Get up and running with LPS2 in minutes:

# Clone the repository
git clone https://github.com/guerilla7/LPS2.git
cd LPS2

# Start the development server
./scripts/run_dev.sh

# Visit https://localhost:5000 in your browser (accept the self-signed cert)
# Default login (dev): admin / admin123

# Build and run with Docker
docker build -t lps2 .
docker run -p 5000:5000 lps2

# Visit http://localhost:5000 in your browser

In an era where data privacy and security concerns are paramount, locally-hosted small language models (SLMs) offer compelling advantages over cloud-based alternatives. Running LLMs locally enables organizations to maintain complete control over sensitive data, eliminating exposure risks inherent in third-party API calls and data transfers. This is particularly crucial for cybersecurity applications and privacy-sensitive experiments where data sovereignty, regulatory compliance (GDPR, HIPAA, CCPA), and protection of intellectual property are non-negotiable requirements.

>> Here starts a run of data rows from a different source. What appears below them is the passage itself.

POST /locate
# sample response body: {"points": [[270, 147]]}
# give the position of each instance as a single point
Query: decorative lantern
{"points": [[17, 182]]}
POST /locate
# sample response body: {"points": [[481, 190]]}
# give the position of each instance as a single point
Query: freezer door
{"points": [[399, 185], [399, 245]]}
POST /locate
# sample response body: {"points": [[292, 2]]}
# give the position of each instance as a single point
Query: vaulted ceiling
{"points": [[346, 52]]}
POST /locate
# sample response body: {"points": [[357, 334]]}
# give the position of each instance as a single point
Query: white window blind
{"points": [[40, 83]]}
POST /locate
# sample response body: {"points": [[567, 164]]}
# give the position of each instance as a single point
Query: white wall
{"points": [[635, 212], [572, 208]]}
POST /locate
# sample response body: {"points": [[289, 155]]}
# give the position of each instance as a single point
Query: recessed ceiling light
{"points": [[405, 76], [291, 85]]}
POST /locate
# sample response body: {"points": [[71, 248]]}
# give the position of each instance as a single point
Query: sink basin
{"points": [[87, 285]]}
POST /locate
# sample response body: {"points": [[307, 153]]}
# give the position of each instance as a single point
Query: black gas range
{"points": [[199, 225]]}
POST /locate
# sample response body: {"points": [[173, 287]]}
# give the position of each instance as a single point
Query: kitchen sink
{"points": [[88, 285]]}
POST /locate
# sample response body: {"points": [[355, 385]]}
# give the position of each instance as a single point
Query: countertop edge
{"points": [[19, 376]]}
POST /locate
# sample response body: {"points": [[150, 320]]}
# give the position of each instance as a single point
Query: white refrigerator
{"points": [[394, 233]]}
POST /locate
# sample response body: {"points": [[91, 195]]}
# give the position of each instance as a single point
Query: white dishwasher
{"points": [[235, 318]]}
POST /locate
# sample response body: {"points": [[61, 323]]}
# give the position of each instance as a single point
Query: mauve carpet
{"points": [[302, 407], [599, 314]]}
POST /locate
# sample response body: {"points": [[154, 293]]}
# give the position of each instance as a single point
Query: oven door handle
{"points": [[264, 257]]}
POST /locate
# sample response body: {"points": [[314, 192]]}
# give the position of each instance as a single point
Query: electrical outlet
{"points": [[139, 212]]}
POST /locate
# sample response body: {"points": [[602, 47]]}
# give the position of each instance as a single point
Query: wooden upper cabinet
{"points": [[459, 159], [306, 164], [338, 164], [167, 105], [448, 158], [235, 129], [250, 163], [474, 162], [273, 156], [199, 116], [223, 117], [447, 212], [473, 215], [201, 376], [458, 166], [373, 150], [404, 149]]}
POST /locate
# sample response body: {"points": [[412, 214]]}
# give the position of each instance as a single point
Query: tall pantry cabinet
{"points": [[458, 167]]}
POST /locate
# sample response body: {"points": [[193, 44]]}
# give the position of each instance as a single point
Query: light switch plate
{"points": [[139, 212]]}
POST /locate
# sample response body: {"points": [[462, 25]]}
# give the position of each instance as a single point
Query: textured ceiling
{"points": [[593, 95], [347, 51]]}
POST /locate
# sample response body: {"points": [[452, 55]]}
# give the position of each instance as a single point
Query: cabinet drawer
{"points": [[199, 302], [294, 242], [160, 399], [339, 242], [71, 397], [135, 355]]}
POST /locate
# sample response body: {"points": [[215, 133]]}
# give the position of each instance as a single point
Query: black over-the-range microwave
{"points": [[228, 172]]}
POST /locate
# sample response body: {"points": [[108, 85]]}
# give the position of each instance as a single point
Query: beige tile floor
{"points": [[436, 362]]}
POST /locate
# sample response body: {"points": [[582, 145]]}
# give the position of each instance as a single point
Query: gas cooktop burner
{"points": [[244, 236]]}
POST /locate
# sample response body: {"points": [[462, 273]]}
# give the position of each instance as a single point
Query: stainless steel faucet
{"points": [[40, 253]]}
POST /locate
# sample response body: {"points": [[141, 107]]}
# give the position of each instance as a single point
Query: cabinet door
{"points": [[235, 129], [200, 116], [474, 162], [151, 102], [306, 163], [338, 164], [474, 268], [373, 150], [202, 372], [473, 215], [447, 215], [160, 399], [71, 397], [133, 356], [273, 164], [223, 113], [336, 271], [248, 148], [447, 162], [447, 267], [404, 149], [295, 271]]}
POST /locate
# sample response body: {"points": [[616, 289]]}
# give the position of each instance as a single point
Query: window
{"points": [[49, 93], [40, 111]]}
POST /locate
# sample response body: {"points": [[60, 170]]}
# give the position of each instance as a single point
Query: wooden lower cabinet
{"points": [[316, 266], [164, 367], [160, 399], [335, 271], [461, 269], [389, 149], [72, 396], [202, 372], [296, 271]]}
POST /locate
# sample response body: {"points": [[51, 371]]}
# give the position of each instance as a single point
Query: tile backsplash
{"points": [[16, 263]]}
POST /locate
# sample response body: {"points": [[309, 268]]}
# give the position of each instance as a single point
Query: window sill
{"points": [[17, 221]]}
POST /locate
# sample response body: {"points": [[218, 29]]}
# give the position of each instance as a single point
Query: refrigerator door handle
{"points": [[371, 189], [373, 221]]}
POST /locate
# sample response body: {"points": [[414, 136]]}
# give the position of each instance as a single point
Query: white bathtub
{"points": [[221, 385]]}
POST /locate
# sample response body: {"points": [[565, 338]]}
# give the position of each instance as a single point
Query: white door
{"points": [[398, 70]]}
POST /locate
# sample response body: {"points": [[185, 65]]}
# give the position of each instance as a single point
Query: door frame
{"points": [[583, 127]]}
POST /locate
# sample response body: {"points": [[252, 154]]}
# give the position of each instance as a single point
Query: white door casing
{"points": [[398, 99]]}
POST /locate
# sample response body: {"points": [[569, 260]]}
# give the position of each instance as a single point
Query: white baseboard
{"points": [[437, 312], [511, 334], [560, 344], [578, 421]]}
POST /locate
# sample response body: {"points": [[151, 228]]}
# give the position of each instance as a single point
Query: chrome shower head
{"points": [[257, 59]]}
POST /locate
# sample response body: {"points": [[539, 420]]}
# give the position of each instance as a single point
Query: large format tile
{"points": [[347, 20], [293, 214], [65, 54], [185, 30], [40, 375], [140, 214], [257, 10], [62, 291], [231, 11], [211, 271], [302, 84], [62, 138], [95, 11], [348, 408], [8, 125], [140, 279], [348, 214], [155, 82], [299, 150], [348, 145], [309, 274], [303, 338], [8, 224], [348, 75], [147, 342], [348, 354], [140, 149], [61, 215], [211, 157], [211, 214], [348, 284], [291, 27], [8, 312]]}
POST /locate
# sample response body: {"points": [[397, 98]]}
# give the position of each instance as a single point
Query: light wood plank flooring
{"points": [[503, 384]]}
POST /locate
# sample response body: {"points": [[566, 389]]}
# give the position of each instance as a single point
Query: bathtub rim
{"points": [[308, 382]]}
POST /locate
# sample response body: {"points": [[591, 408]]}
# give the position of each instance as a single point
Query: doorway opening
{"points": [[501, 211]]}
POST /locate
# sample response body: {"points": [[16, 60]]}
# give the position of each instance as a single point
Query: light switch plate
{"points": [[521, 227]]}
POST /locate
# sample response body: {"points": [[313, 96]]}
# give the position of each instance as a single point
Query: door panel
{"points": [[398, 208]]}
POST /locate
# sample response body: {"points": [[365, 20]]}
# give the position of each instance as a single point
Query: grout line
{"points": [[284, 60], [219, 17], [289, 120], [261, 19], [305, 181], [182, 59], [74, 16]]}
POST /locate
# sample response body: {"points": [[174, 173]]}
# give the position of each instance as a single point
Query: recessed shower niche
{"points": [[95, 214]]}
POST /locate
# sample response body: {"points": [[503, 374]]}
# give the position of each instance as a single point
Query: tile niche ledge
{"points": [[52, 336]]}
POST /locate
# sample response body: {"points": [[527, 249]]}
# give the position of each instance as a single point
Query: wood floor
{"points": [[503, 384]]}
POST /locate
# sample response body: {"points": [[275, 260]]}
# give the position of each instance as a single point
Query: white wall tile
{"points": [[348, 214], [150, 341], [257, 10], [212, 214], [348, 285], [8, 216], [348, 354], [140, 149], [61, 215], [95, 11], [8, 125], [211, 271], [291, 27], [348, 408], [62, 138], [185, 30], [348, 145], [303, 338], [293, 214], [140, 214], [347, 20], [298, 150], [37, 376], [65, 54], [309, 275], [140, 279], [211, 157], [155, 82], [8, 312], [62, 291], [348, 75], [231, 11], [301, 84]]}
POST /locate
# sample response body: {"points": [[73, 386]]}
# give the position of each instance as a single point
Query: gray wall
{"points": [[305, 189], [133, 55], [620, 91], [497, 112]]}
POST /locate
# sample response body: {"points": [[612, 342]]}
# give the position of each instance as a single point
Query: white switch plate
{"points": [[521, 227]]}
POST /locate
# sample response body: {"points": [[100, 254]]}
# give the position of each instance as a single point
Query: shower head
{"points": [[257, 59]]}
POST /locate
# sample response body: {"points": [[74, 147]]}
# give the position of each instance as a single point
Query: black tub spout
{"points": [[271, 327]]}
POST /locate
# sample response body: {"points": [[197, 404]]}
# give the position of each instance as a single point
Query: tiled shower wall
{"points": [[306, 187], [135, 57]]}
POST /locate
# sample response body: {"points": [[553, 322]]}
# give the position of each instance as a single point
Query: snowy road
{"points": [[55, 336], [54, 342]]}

Local inference servers also provide enhanced operational security by eliminating external dependencies, reducing attack surfaces, and allowing for air-gapped deployments in high-security environments. While smaller models may not match the capabilities of their larger counterparts in some domains, recent research demonstrates that carefully fine-tuned SLMs can achieve comparable performance for specialized tasks while offering significantly reduced latency, lower computational overhead, and improved inference speed—critical factors for real-time applications.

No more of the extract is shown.